Treatment focuses on our joint assessment of your condition and objectives. This will be a very individual exercise as Multiple Sclerosis varies enormously in its physical effect and you may have long-standing difficulties or objectives to address. Physiotherapy can help support your general mobility and function, allowing you to maintain greater independence and control at home and work.
4 types of Multiple Sclerosis
There are 4 different types of Multiple Sclerosis which are named according to the way the disease acts on the body over time.
Recognised as the most common form of Multiple Sclerosis, individuals experience clearly defined relapses or flare-ups that result in episodes of intensive worsening of your neurologic function. Following which the individual will go into either a partial or complete remission phase during which the disease stops progressing.
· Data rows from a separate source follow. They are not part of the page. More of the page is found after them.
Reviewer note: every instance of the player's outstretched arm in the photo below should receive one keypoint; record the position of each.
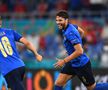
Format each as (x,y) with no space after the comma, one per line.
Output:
(30,46)
(81,31)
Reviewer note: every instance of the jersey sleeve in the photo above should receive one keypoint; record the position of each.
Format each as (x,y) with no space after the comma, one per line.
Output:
(73,38)
(17,36)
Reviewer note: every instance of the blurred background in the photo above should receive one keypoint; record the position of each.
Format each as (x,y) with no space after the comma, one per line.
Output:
(35,20)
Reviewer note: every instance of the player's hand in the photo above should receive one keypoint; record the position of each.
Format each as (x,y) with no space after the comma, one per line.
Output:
(39,57)
(60,63)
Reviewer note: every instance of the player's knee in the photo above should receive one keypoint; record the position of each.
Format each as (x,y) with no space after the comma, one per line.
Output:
(91,87)
(59,83)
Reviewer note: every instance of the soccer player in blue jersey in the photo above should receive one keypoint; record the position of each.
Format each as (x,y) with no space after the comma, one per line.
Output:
(11,66)
(76,63)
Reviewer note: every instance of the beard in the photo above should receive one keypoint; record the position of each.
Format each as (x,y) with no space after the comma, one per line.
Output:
(61,26)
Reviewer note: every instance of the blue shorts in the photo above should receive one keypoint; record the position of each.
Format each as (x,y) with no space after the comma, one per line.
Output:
(84,73)
(14,79)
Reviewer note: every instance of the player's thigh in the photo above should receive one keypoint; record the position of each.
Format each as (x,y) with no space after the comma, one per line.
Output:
(62,79)
(85,75)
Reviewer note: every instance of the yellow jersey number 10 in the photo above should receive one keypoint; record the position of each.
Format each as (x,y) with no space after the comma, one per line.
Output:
(5,47)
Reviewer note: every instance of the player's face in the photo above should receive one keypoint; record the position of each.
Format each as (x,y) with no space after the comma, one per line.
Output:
(61,22)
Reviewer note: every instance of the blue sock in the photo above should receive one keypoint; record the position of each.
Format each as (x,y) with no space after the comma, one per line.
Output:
(57,87)
(101,86)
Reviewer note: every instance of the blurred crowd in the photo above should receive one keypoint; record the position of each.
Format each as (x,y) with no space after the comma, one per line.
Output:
(43,33)
(42,8)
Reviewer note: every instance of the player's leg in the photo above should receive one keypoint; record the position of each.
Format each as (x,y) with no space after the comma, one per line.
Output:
(15,79)
(86,76)
(64,76)
(101,86)
(62,79)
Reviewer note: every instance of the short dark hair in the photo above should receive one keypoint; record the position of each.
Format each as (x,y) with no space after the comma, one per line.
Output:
(63,14)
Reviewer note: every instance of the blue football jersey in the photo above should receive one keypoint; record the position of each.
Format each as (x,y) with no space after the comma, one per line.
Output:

Symptoms vary in their degree of intensity and the period of which the relapse or remission phase lasts varies from either days to months.
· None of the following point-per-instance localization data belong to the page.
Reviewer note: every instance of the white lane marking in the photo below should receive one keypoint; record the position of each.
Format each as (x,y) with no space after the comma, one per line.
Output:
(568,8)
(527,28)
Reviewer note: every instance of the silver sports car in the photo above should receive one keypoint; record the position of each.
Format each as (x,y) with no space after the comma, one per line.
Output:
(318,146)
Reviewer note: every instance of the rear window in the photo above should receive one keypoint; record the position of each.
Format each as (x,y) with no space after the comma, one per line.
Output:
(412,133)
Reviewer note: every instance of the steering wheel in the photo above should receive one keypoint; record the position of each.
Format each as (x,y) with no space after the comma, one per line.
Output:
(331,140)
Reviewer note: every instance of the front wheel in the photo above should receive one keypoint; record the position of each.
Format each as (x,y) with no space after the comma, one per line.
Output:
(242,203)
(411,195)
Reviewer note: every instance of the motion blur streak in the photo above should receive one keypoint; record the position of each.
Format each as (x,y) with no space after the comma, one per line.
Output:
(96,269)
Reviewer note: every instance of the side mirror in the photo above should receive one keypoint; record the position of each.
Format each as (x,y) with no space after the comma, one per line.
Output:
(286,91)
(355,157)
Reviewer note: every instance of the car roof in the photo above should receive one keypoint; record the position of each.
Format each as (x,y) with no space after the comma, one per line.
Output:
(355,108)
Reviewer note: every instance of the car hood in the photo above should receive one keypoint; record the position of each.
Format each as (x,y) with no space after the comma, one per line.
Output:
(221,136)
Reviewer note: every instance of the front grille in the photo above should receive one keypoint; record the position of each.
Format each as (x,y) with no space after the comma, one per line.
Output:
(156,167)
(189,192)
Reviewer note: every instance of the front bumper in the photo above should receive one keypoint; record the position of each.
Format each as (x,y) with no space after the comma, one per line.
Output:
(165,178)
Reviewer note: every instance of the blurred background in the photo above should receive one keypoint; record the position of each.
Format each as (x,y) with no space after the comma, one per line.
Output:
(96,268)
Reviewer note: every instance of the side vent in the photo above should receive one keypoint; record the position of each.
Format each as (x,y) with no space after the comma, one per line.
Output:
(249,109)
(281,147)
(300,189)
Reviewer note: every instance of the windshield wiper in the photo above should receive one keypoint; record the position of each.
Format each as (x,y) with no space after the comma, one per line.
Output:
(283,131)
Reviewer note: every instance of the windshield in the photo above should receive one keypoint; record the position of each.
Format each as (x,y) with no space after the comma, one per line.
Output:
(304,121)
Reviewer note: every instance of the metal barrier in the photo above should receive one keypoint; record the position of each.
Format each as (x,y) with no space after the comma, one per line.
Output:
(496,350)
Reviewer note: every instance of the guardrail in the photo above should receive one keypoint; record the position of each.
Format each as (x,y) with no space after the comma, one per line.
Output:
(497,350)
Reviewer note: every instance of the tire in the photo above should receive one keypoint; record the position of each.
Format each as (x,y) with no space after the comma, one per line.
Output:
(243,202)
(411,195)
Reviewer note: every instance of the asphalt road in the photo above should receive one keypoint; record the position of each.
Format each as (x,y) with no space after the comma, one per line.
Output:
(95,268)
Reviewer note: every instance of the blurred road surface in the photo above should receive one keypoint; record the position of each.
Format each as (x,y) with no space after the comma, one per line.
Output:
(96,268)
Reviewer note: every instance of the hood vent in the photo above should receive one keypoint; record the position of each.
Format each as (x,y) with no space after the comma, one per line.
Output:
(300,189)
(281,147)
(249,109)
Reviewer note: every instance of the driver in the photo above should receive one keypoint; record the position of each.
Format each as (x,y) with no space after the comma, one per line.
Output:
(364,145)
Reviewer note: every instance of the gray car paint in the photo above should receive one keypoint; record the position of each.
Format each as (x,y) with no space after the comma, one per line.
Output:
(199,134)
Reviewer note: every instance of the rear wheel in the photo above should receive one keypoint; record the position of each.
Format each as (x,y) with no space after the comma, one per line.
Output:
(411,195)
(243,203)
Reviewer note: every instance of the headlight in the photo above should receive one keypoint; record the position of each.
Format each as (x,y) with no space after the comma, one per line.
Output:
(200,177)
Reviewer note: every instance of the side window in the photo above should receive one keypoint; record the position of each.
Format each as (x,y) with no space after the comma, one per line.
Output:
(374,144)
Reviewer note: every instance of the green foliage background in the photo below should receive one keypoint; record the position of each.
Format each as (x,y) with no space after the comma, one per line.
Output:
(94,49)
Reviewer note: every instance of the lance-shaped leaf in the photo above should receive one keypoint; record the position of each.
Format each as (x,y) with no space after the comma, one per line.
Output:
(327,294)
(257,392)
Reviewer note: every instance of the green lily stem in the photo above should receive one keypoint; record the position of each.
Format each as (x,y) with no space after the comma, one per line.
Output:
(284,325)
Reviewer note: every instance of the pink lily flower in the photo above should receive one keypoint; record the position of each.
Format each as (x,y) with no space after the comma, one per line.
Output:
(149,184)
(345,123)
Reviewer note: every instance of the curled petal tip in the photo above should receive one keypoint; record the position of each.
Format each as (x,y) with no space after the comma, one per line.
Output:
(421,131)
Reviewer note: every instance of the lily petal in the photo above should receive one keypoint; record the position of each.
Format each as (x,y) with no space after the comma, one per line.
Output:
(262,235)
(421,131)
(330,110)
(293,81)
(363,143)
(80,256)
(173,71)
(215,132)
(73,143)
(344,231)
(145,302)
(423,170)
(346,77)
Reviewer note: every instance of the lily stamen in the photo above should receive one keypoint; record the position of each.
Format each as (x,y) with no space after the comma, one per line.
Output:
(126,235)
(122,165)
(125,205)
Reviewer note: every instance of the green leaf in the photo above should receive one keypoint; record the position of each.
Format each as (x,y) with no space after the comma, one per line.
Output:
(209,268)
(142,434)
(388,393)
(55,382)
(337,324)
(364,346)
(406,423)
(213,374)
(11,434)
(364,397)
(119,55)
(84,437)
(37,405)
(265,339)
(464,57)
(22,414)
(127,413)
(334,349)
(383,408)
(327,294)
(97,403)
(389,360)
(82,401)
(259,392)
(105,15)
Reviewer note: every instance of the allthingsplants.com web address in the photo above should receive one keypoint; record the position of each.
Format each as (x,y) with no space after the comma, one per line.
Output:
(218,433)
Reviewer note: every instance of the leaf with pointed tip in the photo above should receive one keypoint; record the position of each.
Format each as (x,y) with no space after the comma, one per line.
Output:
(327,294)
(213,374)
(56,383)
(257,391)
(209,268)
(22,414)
Individuals with an initial diagnosis of Relapsing-Remitting Multiple Sclerosis after approximately 10 years may transition to Secondary-progressive Multiple Sclerosis which means that the disease will begin to progress more steadily with or without relapses.
Affects 10-15% of people with Multiple Sclerosis with onset being at an average age of 40 with equal number of men and women being affected. This form of Multiple Sclerosis progresses slowly yet steadily from the time of its onset. Symptoms stay at the same level of intensity without decreasing, and there are no remission periods. In essence, patients with primary-progressive Multiple Sclerosis experience a fairly continuous worsening of their condition. However, there can be variations in the rate of progression over the course of the disease—as well as the possibility of minor improvements (usually temporary), and occasional plateaus in symptom progression.
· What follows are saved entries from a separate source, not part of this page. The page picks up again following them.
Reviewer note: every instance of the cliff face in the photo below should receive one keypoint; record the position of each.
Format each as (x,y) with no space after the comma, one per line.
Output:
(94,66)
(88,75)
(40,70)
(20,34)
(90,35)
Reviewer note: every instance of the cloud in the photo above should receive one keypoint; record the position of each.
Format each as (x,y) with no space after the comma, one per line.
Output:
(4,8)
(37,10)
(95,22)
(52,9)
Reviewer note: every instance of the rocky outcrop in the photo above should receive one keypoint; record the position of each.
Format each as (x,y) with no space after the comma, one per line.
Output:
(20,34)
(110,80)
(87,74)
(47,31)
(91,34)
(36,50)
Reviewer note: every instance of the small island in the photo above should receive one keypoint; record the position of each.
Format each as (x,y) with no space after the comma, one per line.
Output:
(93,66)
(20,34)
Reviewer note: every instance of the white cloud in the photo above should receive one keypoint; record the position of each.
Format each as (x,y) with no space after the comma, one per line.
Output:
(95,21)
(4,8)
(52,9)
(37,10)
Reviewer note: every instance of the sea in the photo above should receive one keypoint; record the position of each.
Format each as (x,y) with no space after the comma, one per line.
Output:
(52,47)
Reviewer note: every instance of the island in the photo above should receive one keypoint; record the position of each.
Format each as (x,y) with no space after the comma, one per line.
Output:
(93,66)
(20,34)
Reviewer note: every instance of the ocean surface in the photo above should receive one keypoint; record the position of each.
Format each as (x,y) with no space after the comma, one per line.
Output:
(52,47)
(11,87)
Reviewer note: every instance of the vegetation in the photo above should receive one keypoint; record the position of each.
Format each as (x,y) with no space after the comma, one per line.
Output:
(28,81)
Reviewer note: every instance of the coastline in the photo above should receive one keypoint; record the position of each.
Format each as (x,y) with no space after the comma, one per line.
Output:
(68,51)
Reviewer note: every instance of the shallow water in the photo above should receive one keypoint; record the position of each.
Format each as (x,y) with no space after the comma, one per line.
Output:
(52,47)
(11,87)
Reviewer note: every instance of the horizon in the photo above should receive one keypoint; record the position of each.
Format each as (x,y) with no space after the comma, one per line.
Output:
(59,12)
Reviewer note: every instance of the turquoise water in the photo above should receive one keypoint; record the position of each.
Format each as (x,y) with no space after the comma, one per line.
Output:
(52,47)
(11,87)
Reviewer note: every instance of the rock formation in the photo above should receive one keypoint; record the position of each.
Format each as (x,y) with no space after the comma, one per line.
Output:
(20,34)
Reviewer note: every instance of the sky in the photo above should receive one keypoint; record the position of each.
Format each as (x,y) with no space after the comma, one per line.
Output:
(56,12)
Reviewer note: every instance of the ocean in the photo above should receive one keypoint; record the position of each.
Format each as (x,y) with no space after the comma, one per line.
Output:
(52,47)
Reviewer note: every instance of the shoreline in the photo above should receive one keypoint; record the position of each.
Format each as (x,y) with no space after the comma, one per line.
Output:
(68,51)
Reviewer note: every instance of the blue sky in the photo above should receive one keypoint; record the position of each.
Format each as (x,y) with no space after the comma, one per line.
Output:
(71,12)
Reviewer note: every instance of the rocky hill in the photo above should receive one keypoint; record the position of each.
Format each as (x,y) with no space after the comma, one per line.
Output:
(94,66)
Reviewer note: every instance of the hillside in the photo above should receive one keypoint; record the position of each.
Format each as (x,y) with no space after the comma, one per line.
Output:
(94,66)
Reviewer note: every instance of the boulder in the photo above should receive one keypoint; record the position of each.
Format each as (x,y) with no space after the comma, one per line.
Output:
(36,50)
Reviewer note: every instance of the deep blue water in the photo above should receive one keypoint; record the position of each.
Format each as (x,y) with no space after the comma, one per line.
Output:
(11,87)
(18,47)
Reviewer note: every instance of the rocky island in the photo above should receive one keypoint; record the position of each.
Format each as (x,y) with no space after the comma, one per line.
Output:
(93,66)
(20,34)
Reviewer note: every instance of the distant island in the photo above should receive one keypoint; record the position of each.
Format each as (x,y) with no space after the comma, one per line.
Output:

In this relatively rare form of Multiple Sclerosis, people experience their condition as steadily worsening, yet also experience clear relapses in the form of acute flare-ups. In some cases, there is no recovery from these flare-ups, although in other cases there is recovery. The difference between progressive-relapsing Multiple Sclerosis and relapsing-remitting Multiple Sclerosis is that in the former type, the periods between relapses involve continuing progression of the disease.
Multiple Sclerosis Physiotherapy
Physiotherapy addresses both the motor and sensory symptoms of Multiple Sclerosis. It is common for individuals to experience changes in their sensation of their limbs and hence lose awareness of where their limb is in space in relation to their body. Making walking on uneven surfaces, gradients up/down steps extremely challenging. Use of vibration, weight and brushing are just a few examples which can improve sensation in the limbs. Improved sensation will in turn improve voluntary control of the muscles.
Individuals with Multiple Sclerosis may also experience changes in their ability to coordinate their movements and grade their muscle activity leading into impairment in their balance and in turn to undertake functional tasks. These difficulties can be addressed in all postural sets; lying, sitting and standing focusing on the switching off and on of specific muscle groups to achieve smooth coordinated movement patterns. These skills will then be transferred to functional activities such as transition from sit to stand or walking.
Multiple Sclerosis can cause significant muscle imbalance as certain muscles may weaken and others may exhibit spasticity or spasms. It is essential that this imbalance is continually being assessed, monitored and addressed with specific exercises, use of functional electrical stimulation and functional task practise such as walking, focusing on the quality and pattern of movement.
Functional Electrical Stimulation can be used functionally, for example in the form of a drop foot device which is worn by the individual and activates the muscles to lift the toes automatically when walking. Or it could be used therapeutically, such as the functional electrical stimulation bike to work on global strengthening of the lower limbs and cardiovascular fitness.
Many feel one of the main limitations of multiple sclerosis to be fatigue. Physiotherapy will not only assist in improving and maintaining muscle strength, coordination and cardiovascular fitness but also to teach about pacing, recognising your limitations and identifying trigger factors which can induce significant fatigue.